Multikulturelle Vielfalt ist Reichtum und Ausdruck unserer globalisierten Welt – aber sie stellt auch jeden Tag jeden vor die Herausforderung, die eigenen Denkmuster und eingespielten Verhaltensweisen sehr genau zu prüfen und den eigenen anerzogenen Filtern und automatischen Zuschreibungen misstrauisch zu begegnen. Yilmaz` Appell war einfach, aber eindringlich: „Geht in den Dialog – sprecht miteinander, immer wieder und immer wieder neu. Und bleibt offen im Kopf!“
Der lange und herzliche Applaus zeigte, welchen Nachhall seine Worte hatten. Und beim Verlassen der Aula war den Anwesenden klar, dass jeder – ob privat oder in öffentlicher Rolle, ob in der Freundesrunde, im Verein, im Beruf, einer Behörde, im System Schule, … – jeden Tag für sich und im öffentlichen Leben es in der Hand hat, sich gegen Antisemitismus und Rassismus zu stellen und das multikulturelle Miteinander zu gestalten.
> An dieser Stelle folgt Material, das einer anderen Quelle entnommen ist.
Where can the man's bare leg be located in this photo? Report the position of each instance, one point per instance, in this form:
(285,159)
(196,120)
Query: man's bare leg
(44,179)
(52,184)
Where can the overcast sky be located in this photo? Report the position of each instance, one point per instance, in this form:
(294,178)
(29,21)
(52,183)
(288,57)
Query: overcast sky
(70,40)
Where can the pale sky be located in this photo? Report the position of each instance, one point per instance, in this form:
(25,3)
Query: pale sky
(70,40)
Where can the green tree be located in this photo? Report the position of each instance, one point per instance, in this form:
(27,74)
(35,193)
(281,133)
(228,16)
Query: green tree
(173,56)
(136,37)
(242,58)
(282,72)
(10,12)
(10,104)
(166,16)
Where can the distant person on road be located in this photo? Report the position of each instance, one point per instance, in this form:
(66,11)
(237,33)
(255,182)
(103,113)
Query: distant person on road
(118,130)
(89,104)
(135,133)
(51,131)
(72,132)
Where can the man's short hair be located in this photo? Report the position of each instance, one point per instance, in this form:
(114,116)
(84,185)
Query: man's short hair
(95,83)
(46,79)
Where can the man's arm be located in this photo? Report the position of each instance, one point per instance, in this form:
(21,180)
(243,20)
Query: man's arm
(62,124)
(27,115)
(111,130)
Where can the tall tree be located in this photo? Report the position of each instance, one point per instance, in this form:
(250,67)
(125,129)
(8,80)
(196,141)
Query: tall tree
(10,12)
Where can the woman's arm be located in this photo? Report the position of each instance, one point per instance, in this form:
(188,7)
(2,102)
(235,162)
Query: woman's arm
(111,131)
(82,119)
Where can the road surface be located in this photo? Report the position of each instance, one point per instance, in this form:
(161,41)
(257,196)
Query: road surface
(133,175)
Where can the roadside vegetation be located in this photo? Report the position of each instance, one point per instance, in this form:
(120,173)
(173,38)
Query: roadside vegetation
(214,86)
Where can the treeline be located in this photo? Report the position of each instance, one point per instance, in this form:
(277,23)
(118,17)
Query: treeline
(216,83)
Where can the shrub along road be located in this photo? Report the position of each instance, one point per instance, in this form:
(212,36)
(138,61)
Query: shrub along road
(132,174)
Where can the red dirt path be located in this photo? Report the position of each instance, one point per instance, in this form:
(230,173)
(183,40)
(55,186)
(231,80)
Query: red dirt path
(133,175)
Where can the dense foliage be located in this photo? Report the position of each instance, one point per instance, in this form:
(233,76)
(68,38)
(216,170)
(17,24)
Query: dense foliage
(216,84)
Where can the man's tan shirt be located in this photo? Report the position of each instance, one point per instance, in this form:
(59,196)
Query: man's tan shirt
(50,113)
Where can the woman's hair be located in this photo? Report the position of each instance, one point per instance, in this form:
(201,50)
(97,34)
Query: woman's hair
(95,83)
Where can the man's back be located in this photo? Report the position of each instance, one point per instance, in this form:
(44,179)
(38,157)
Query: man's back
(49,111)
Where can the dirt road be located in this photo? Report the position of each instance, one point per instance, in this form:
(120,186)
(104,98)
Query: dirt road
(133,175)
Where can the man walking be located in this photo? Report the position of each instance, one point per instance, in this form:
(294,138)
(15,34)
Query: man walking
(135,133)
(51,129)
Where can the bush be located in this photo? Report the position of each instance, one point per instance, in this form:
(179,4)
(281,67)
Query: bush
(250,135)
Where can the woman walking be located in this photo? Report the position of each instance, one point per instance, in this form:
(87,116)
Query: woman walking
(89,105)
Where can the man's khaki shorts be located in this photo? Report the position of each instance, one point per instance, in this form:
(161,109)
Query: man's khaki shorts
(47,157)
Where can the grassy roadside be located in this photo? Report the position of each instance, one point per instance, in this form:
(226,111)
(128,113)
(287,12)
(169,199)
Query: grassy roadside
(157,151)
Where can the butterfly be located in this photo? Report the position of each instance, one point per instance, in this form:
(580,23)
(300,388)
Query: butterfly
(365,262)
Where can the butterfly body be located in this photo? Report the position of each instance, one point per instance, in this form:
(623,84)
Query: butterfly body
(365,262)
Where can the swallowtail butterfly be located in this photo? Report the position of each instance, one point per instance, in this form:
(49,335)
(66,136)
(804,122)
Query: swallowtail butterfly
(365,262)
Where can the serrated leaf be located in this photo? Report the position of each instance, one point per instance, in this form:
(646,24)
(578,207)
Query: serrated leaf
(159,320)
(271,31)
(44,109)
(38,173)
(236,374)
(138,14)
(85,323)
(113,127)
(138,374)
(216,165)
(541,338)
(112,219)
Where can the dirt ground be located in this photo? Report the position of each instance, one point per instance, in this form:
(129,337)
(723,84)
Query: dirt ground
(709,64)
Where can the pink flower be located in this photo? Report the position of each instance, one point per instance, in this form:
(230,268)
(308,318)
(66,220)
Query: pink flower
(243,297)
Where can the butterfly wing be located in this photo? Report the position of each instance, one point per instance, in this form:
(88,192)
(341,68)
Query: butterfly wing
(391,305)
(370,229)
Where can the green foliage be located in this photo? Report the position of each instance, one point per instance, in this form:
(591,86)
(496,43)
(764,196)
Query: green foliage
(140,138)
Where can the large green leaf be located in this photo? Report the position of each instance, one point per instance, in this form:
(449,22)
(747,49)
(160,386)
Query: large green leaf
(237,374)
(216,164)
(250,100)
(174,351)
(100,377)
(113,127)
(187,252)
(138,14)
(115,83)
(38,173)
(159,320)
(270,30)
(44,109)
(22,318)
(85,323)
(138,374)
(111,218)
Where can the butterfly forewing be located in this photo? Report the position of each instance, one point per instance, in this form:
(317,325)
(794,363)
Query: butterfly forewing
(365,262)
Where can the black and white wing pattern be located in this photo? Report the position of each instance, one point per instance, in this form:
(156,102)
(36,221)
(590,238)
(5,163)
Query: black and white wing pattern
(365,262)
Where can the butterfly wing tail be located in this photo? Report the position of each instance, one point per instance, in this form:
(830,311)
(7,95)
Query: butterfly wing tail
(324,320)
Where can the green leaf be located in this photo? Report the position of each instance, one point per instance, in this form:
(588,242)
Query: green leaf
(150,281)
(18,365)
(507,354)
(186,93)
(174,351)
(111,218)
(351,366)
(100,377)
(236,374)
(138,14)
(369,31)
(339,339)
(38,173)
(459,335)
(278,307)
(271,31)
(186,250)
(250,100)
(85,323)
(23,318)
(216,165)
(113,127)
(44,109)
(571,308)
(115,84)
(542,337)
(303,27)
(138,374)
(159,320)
Eine stete und ernste Herausforderung – eine stete Möglichkeit, durch `bunte´ Vielfalt jeden Tag viel zu gewinnen.
Dass Bönen vielfältig ist, zeigte auch anschließend die Besichtigung der von dem Arbeitskreis Erinnerungskultur vor der Aula aufgebauten Wanderausstellung: Gerda Gnad und Hartmut Hegewald hatten 15 Roll-ups mit Migrationsbiografien von Bönener Bürgern zur Verfügung gestellt – mit berührenden, nachdenklich machenden, aber auch ermutigenden Erzählungen.
Es bleibt abschließend DANKE zu sagen: Danke für die Lesung und den tollen Austausch, Herr Yilmaz! Ein herzliches Dankeschön an das GoIn, das diese Veranstaltung möglich gemacht hat! Und ein ebenso herzliches Dankeschön an Gerda Gnad und Hartmut Hegewald vom AKEK!